1. [R >= 3.4](https://www.r-project.org/)
2. [mgcv](https://cran.r-project.org/web/packages/mgcv/index.html), [strucchange](https://cran.r-project.org/web/packages/strucchange/index.html), [doParallel](https://www.rdocumentation.org/packages/parallel/versions/3.4.1), [Cairo](https://cran.r-project.org/web/packages/Cairo/index.html), [foreach](https://cran.r-project.org/web/packages/optparse/index.html)

Python and Python packages

1. [python >= 3.5](https://www.python.org/)
2. [pyparix >= 0.3.0](https://github.com/4dn-dcic/pairix#pypairix), [cooler >= 0.7.4](https://github.com/mirnylab/cooler), [pairtools >= 0.2.2](https://github.com/mirnylab/pairtools), [numpy](https://www.scipy.org/install.html), [scipy](https://www.scipy.org/install.html), [pandas](https://pandas.pydata.org/), [sklearn](https://scikit-learn.org/stable/install.html), [multiprocessing](https://pypi.org/project/multiprocess/)
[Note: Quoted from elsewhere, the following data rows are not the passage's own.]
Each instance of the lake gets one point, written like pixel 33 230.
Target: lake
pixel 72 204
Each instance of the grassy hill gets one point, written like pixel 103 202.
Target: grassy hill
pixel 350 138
Java and related tools (Optional: required when want to process Hi-C data with juicer tools)

1. [Java (version >= 1.7)](https://www.java.com/en/download/)
2. [Juicer tools (1.8.9 is recommended)](https://github.com/aidenlab/juicer/wiki/Download) 

Perl

1. [Perl (version >= 5)](https://www.perl.org/)


Other dependencies

1. [samtools](http://www.htslib.org/doc/) (1.3.1+)
2. [BIC-seq2](http://www.math.pku.edu.cn/teachers/xirb/downloads/software/BICseq2/BICseq2/BICseq2-seg_v0.7.3.tar.gz) (0.7.3) ! This is optional: if you don't want to run HiNT-CNV, you don't need this package. No need to install, just download BICseq2, unzip it, and give the path where you stored to HiNT.
3. [bwa](https://sourceforge.net/projects/bio-bwa/files/) (0.7.16+) ! This is optional: required only when your input is fastq
4. [tabix](https://sourceforge.net/projects/samtools/files/tabix/) (0.2.6)

### Install HiNT
* Method1: Install from PyPI using pip.

	``` $ pip install HiNT-Packages```

* Method2: Install using conda (highly recommend)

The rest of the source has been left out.